Trinityordnance.com – Kebakaran hutan yang melanda Spanyol, khususnya di wilayah Madrid, telah memaksa pemerintah mendeklarasikan darurat nasional. Bencana ini dipicu oleh tiga titik api besar yang menyatu, mengakibatkan evakuasi sekitar 30.000 orang dari rumah mereka. Presiden Wilayah Madrid, Isabel Díaz Ayuso, menyebut peristiwa ini sebagai yang terburuk dalam sejarah, akibat kombinasi suhu ekstrem, angin kencang, dan penggabungan sejumlah kebakaran.

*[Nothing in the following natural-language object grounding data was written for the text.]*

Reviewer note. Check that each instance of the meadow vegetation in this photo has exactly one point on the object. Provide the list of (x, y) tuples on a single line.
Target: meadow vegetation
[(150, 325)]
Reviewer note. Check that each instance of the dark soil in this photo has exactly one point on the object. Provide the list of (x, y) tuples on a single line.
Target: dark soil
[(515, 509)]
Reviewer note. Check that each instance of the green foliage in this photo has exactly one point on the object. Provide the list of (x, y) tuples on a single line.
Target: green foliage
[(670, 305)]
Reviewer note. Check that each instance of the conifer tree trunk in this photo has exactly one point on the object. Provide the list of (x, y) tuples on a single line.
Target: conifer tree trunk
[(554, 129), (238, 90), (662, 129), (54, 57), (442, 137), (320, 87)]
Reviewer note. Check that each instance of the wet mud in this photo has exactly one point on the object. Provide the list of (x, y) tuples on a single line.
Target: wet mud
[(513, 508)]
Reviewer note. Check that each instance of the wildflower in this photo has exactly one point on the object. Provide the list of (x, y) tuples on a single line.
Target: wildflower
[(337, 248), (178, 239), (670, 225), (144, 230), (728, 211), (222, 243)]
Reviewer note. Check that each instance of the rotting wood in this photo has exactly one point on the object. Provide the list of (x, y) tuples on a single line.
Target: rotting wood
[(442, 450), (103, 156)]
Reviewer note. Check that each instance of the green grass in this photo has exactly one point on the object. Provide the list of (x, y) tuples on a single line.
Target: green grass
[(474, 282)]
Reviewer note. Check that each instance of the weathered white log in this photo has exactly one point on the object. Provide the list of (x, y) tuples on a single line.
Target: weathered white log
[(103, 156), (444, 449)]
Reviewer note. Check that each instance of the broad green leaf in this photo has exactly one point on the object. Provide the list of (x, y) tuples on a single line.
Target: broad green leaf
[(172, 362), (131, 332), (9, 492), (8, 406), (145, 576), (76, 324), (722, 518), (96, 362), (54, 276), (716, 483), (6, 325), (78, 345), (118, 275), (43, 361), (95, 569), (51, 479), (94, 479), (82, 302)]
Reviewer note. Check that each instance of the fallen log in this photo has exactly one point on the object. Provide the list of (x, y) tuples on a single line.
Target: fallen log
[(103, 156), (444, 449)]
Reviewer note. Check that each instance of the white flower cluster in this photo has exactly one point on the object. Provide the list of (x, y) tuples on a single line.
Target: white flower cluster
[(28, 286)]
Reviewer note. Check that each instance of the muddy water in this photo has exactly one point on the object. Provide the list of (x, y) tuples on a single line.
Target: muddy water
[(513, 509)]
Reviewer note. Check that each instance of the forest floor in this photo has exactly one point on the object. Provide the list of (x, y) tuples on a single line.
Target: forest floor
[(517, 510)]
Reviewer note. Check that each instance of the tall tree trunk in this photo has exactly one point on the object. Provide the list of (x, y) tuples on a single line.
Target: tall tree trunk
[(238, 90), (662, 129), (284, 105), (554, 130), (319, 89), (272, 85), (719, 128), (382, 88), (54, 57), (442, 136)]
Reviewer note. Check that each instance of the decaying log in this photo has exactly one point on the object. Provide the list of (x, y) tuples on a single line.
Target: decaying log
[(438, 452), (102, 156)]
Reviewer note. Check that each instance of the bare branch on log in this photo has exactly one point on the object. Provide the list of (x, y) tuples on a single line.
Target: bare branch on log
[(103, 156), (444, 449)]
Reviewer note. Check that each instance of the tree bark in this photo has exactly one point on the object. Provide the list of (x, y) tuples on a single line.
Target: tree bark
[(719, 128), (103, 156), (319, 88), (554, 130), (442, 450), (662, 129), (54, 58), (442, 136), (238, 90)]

Kepala Manajemen Darurat Madrid, Carlos Novillo, menyatakan bahwa situasi saat ini melampaui kemampuan petugas pemadam kebakaran untuk mengendalikan. Dengan kondisi api yang sulit dijinakkan langsung, fokus kini beralih ke langkah-langkah defensif. Unit Darurat Militer juga dikerahkan untuk mengendalikan laju api, terutama di sekitar El Escorial. Otoritas setempat juga terus memantau kebakaran lain di Burgohondo, Provinsi Ávila, yang terancam bergabung dengan api di Madrid.

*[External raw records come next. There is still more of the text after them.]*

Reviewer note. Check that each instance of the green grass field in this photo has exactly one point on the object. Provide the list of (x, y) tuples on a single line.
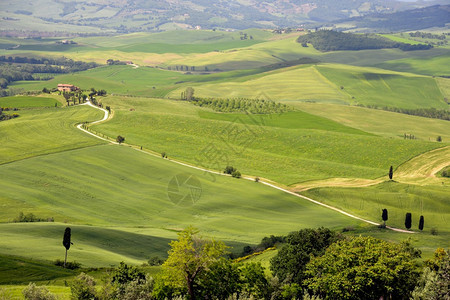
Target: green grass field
[(26, 101), (378, 122), (42, 131), (116, 199), (190, 133), (89, 186), (15, 270)]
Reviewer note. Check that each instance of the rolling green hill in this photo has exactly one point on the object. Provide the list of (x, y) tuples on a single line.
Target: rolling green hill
[(185, 132), (42, 131)]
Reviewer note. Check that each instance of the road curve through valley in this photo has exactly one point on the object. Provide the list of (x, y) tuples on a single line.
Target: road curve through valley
[(106, 116)]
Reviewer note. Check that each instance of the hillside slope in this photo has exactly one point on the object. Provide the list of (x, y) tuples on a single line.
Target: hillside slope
[(140, 15)]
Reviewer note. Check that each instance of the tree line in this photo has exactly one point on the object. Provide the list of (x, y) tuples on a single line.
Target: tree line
[(310, 264), (329, 40), (254, 106), (4, 117)]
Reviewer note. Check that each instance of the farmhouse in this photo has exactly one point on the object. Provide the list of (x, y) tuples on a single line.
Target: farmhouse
[(67, 87)]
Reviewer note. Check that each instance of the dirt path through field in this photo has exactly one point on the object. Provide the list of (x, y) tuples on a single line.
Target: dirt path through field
[(272, 185)]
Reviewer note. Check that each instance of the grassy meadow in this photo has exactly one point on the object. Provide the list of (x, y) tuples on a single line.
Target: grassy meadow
[(28, 102), (45, 130), (89, 186), (121, 203)]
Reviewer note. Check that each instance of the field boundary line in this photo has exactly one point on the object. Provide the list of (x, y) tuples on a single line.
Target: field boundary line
[(106, 116)]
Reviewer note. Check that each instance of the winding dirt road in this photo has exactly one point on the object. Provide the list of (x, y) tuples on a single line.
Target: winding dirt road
[(293, 193)]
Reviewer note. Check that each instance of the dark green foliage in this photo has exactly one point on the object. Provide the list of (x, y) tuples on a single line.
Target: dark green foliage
[(384, 216), (33, 292), (255, 106), (155, 261), (225, 278), (421, 223), (364, 268), (30, 217), (124, 274), (71, 265), (408, 221), (221, 281), (83, 288), (120, 139), (229, 170), (66, 239), (328, 40), (435, 278), (290, 262), (446, 172), (4, 117), (236, 174)]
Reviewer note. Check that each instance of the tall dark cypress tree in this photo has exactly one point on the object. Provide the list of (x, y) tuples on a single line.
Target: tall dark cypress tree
[(408, 221), (421, 223), (384, 216), (67, 242)]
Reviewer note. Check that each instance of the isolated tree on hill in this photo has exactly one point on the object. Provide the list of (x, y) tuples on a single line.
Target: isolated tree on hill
[(384, 216), (120, 139), (408, 221), (421, 223), (189, 257), (67, 242), (290, 262), (189, 93)]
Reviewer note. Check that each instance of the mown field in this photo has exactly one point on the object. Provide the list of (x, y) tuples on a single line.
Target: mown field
[(89, 186), (28, 102), (378, 122), (306, 152)]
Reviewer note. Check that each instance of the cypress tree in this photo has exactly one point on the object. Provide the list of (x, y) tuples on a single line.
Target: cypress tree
[(408, 221), (67, 242), (421, 223), (384, 215)]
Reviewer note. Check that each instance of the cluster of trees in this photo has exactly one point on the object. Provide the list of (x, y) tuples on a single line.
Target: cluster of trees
[(80, 96), (312, 264), (329, 40), (421, 112), (69, 65), (4, 117), (428, 35), (254, 106)]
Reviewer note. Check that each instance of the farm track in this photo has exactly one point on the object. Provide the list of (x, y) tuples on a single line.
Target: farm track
[(272, 185)]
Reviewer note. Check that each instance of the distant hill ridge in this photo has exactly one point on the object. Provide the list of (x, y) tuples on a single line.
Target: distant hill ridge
[(415, 19), (156, 15)]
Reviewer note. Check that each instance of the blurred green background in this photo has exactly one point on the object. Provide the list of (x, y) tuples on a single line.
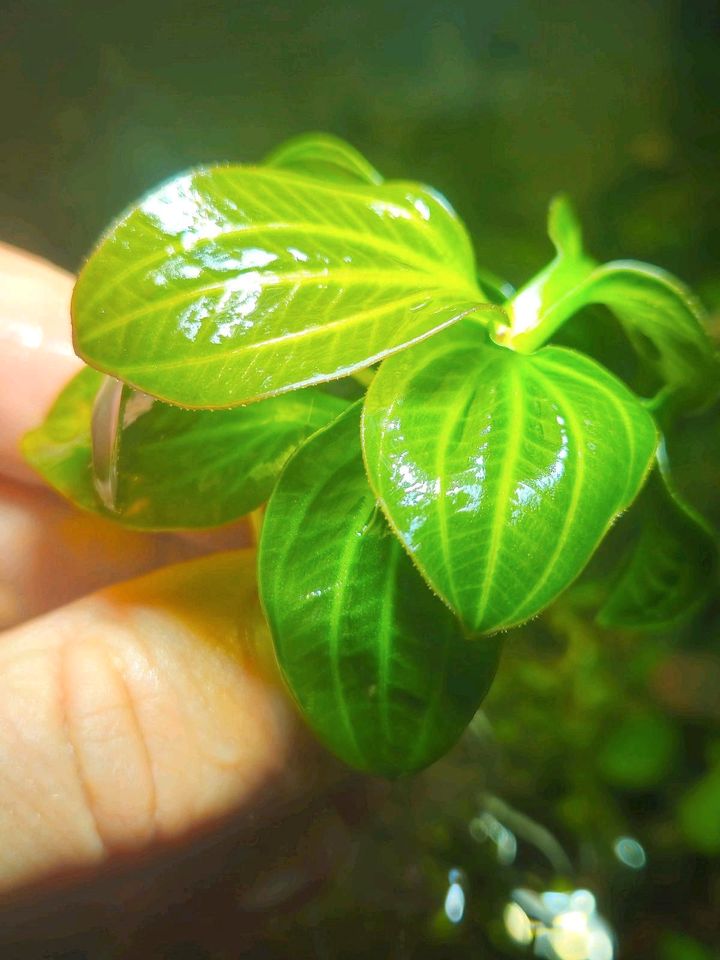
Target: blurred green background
[(499, 105), (496, 104)]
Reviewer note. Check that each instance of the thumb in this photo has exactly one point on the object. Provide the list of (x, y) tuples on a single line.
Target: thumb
[(140, 716)]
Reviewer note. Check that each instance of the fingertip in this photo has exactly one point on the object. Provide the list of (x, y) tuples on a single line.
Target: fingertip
[(36, 354)]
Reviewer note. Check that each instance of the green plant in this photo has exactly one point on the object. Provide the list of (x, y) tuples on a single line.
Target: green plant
[(455, 483)]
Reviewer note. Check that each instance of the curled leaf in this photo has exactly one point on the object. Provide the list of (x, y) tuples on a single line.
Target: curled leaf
[(153, 466)]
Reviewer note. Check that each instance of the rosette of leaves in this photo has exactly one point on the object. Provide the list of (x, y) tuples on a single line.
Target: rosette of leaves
[(456, 481)]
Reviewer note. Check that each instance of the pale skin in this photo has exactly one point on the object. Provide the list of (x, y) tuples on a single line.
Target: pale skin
[(139, 736)]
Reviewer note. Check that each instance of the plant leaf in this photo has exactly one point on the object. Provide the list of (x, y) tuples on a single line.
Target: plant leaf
[(672, 569), (501, 472), (384, 674), (231, 284), (160, 467), (325, 156), (662, 318)]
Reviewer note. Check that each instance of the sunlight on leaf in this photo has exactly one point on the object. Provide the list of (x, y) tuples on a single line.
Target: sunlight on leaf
[(230, 284), (501, 472), (168, 468), (385, 675)]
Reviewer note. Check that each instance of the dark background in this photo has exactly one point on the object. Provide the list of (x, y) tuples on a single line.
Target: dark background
[(497, 104)]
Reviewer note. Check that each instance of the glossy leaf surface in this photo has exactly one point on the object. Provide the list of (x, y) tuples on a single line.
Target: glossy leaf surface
[(325, 156), (663, 320), (385, 675), (154, 466), (501, 472), (230, 284), (672, 568)]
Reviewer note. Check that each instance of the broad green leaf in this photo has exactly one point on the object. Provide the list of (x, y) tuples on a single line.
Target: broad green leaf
[(154, 466), (663, 320), (230, 284), (325, 156), (672, 568), (384, 674), (501, 472)]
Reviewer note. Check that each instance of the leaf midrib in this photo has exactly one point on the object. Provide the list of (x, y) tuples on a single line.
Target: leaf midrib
[(403, 252)]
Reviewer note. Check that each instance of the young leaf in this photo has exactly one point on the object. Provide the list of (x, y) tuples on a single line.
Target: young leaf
[(160, 467), (384, 674), (673, 567), (230, 284), (322, 155), (662, 318), (501, 472)]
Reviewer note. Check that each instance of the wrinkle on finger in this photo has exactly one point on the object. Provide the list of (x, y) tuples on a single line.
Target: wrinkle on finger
[(141, 717)]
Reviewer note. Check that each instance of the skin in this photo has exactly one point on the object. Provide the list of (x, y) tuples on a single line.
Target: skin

Di sisi lain, Prancis mengalami keadaan serupa dengan lebih dari 110.000 orang dievakuasi dari Gironde dan Landes. Presiden Emmanuel Macron berupaya mengerahkan militer untuk membantu menangani kebakaran yang mengancam kota Bordeaux. Kebakaran di Gironde, yang dikenal sebagai “api XXL,” telah menghancurkan lebih dari 80 rumah dan memaksa ratusan orang melarikan diri menggunakan kapal.

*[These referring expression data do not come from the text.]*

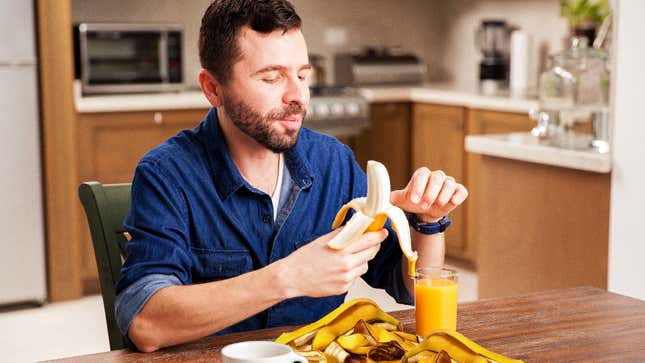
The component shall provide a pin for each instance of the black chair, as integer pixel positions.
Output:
(106, 206)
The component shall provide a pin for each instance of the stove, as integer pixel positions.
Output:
(337, 111)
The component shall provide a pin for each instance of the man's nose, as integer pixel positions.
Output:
(296, 91)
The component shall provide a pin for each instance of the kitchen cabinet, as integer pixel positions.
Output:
(540, 227)
(388, 141)
(484, 122)
(437, 140)
(110, 146)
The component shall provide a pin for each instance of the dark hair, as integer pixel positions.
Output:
(222, 21)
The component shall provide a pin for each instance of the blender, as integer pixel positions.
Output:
(492, 39)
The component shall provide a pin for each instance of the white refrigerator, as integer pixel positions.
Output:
(22, 242)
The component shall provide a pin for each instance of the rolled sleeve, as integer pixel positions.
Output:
(157, 223)
(131, 300)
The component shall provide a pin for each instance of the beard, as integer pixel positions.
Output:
(259, 126)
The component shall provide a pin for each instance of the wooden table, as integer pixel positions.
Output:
(579, 324)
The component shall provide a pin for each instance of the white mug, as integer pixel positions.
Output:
(260, 352)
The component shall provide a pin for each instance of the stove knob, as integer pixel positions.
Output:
(322, 110)
(337, 109)
(353, 109)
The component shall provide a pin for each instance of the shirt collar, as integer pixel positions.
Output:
(226, 176)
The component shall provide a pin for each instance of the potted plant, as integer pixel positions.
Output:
(584, 16)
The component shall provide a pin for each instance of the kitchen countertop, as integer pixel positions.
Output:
(448, 94)
(431, 93)
(525, 147)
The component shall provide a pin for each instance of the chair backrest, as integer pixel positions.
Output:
(106, 206)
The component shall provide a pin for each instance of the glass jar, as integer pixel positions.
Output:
(574, 90)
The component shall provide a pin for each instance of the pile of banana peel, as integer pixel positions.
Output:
(359, 331)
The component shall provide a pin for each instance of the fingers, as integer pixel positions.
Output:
(461, 193)
(447, 190)
(434, 186)
(417, 185)
(455, 198)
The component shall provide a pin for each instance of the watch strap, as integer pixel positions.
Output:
(428, 228)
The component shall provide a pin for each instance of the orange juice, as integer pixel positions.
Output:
(435, 304)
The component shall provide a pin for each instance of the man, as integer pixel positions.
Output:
(230, 221)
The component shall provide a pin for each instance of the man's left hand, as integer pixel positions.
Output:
(430, 195)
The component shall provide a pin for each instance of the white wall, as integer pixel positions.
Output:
(626, 235)
(460, 18)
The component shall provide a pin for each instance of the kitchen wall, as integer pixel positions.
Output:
(441, 32)
(626, 247)
(329, 26)
(460, 19)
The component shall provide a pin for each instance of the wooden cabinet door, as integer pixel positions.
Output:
(485, 122)
(111, 145)
(389, 140)
(437, 137)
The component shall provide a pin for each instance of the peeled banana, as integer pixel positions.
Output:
(372, 212)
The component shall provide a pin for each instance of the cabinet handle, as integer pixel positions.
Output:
(158, 118)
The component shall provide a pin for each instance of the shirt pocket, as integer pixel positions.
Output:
(213, 265)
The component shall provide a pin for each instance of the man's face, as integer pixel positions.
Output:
(268, 93)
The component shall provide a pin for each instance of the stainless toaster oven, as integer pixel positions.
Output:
(122, 58)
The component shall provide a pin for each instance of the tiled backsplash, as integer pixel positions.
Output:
(441, 32)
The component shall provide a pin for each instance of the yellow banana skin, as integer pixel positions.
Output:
(459, 347)
(372, 212)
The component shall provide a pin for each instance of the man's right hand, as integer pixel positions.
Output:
(316, 270)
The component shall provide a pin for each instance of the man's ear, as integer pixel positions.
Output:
(211, 88)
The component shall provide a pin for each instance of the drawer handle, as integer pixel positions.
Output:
(158, 118)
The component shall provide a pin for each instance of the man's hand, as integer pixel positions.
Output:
(315, 270)
(430, 195)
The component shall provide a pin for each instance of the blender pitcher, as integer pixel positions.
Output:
(493, 39)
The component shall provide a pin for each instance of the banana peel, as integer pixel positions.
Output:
(458, 347)
(338, 322)
(359, 331)
(371, 213)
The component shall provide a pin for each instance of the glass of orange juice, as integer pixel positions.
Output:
(435, 299)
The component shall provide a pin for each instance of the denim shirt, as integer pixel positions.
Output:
(194, 219)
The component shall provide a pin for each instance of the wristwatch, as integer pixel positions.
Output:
(428, 228)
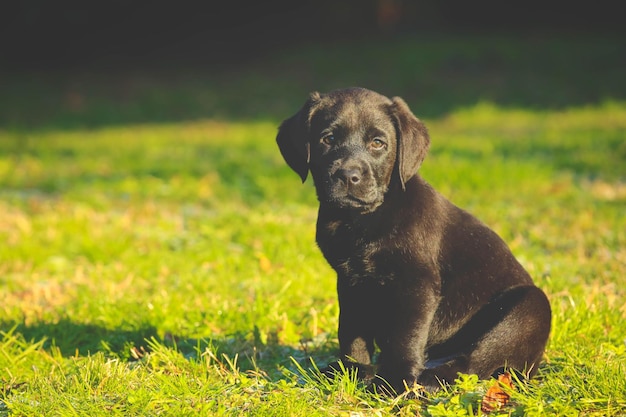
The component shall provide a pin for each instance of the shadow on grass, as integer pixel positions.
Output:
(77, 338)
(246, 351)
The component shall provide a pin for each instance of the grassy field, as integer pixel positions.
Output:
(157, 256)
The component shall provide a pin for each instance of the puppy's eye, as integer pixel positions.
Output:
(378, 143)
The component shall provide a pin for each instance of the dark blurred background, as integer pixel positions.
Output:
(36, 34)
(76, 64)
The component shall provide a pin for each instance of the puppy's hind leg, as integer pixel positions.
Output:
(511, 331)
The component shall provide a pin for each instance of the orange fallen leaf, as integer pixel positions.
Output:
(496, 397)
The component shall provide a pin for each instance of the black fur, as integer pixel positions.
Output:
(432, 286)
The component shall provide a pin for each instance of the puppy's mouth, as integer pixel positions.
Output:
(362, 204)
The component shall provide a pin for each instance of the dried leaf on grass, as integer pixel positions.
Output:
(496, 396)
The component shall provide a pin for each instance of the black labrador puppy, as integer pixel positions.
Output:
(432, 286)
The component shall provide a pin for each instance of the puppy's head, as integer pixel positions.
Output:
(355, 142)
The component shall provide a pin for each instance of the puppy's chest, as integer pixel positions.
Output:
(358, 259)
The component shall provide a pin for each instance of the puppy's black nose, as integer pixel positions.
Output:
(349, 175)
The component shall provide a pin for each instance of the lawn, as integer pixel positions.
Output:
(157, 256)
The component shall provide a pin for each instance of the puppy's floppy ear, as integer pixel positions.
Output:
(413, 139)
(293, 137)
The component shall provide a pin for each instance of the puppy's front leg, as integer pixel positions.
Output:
(405, 336)
(356, 323)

Para ahli memperingatkan bahwa perubahan iklim berkontribusi terhadap kondisi kebakaran yang parah di Eropa. Dalam upaya mengatasi krisis ini, Uni Eropa mengaktifkan mekanisme perlindungan sipil dan mengirim bantuan helikopter dari Ceko dan Slowakia untuk mendukung perang melawan kebakaran hutan yang kian meluas.